NAC products, including Microsoft's NAP, are used to identify and authenticate devices attempting to log onto a network to ensure that they have permission to gain access and can pass a series of security health checks.
In addition to keeping unauthorized visitors off company networks, the systems promise to prevent infected devices from spreading any malware they might carry by scanning for abnormalities and updating onboard security applications.
Some NAC technologies also continue to scan devices after they have entered a network to protect against hidden attacks and control access to individual software applications.
While NAC technologies have been on the market for several years, many customers have expressed frustration with a lack of interoperability between products, leading to high levels of complexity and slow adoption.

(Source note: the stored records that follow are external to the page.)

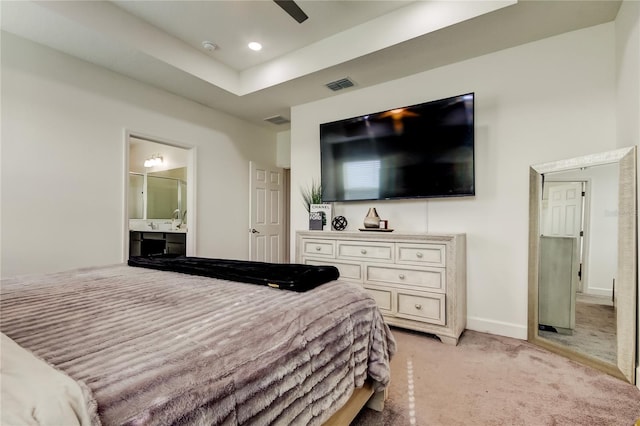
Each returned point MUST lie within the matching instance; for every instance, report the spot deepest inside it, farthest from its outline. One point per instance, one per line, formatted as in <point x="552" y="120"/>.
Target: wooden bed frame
<point x="361" y="397"/>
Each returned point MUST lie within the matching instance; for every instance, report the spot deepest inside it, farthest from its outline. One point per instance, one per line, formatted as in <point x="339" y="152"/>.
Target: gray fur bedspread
<point x="159" y="348"/>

By linking TCG's standard, supported by a wide number of vendors, with Microsoft NAP -- which is already embedded in the company's Vista desktop operating system and will be integrated into its Longhorn server products when they are released later this year -- customers will have much brighter prospects for getting NAC tools to work as they have been advertised, industry leaders said.
"We've been hearing from customers that NAC is confusing, that there is too much incompatibility between systems, and they want us to agree on standards to improve performance," said Steve Hanna, co-chair of the TCG's TNC workgroup and a distinguished engineer at Juniper Networks. "We heard those complaints loud and clear, and as a result of this specification there will be easier implementation; we think this should go a long way toward removing significant barriers to adoption that people have been experiencing."
In addition to removing fears over a lack of interoperability between various NAC systems, the new specification should also help ease concerns on the part of customers over committing to any one vendor's version of the tools and potentially limiting their future alternatives, Hanna said.
While Cisco Systems, which claims to be the leading provider of NAC technologies today, has not signed on to support the TCG specifications, the company has already announced a partnership with Microsoft to support its NAP architecture.
Having the support of Cisco for the TCG platform would be ideal, Hanna admits, but the new specification still represents a "watershed" moment for NAC because it allows so many technologies to work together in new ways.